We think taking a process-oriented view is helpful for detecting and understanding Deceptive Alignment. For example, to detect whether any given model is deceptively aligned it may be important to study previous model checkpoints and the differences between them. Furthermore, a detailed understanding of the shaping and oversight process may be needed to update the process and prevent future models from being Deceptively Aligned.
For the appendices and more details, see the full post.
In contrast to previous work (e.g. Hubinger, 2019), we define deceptive alignment w.r.t. to an entity rather than a process or objective. We think Misalignment should be defined in relation to whoever is able to meaningfully shape the model’s goals. Since the goal-shaping process is a result of the designer’s intentions and the designer monitors the model in deployment, the entity designing the goal-shaping process is a better target than the process itself (see Appendix A)
To distinguish from the colloquial definition of “alignment”, which could be applied to any two parties that have a mismatch in goals, we use the capitalized Aligned and Misaligned to make clear that we’re only referring to a conflict with the designer’s goals.

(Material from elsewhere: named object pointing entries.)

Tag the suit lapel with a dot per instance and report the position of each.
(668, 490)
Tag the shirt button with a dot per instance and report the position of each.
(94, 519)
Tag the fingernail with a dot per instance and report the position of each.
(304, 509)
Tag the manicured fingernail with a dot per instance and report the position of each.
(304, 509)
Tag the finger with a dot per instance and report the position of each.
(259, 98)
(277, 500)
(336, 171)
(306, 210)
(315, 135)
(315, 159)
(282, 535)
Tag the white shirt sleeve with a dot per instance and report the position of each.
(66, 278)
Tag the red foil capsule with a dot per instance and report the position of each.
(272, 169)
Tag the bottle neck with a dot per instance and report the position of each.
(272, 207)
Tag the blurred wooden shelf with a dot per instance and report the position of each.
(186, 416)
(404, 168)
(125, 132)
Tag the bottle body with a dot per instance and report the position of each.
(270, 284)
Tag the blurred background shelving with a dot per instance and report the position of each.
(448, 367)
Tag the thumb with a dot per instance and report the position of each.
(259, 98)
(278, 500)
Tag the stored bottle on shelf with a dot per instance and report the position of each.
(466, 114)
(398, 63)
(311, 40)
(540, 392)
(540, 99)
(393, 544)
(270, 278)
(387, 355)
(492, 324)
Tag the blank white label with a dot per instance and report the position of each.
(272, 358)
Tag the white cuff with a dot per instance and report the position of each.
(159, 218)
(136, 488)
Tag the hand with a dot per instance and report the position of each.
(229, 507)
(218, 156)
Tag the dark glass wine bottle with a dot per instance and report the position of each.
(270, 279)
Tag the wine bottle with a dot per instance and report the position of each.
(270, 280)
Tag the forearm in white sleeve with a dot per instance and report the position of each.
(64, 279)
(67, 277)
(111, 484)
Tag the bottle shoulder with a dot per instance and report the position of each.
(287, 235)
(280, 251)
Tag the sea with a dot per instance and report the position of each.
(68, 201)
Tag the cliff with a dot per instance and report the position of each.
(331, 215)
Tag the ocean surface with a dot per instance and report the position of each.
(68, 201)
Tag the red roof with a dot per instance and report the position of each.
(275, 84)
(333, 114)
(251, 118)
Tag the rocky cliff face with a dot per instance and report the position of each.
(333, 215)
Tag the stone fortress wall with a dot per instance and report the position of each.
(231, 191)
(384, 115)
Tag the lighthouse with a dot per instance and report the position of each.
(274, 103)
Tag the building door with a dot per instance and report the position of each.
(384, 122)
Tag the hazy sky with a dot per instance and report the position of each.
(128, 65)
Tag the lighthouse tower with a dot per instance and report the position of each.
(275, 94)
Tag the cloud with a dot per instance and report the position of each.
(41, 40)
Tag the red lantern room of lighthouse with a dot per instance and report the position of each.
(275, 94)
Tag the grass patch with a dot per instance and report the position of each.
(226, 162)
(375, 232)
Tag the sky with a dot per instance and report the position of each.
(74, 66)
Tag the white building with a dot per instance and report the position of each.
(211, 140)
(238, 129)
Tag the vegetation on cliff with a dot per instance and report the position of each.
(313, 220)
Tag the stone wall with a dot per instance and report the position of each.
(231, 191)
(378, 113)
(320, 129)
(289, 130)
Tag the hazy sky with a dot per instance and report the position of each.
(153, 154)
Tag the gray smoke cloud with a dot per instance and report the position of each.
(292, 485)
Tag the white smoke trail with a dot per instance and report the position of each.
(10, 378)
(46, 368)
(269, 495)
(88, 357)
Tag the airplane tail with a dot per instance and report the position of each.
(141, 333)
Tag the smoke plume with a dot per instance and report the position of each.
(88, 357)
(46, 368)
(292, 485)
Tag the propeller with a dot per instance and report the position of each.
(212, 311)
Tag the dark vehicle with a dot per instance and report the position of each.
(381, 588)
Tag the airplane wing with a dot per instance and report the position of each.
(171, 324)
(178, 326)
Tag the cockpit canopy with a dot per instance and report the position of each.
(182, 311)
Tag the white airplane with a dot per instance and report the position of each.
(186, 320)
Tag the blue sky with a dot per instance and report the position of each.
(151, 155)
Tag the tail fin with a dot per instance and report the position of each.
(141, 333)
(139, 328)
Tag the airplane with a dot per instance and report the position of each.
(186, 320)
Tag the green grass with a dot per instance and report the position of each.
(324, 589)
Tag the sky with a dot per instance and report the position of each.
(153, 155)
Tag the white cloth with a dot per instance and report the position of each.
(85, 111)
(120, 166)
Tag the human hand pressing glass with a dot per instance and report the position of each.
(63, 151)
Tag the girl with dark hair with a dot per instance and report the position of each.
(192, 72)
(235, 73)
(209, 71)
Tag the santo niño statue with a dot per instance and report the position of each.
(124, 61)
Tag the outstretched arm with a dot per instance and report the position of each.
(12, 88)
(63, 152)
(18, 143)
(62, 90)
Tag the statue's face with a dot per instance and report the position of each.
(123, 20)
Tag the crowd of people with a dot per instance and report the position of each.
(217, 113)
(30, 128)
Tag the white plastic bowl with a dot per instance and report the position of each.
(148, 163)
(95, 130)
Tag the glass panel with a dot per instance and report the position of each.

Note that prompt modifications that affect the perceived likelihood of oversight should NOT count as evidence against robustness. For example, if a model stops revealing its misalignment when the prompt includes cues that the model is being overseen, this should NOT mean that the deceptive behavior is not robust (in fact, it is an essential part of deceptively aligned behavior).
The threshold for robustness is ultimately arbitrary, but we think it makes sense to draw the line at a level that would allow the model to consistently act on that behavior even when slightly pressured. For example, an AI that only acts deceptively on a specific sequence it memorized should not fall into that category. However, an AI that coherently generalizes deceptive behavior to sequences that are outside of the training distribution should fall into the definition.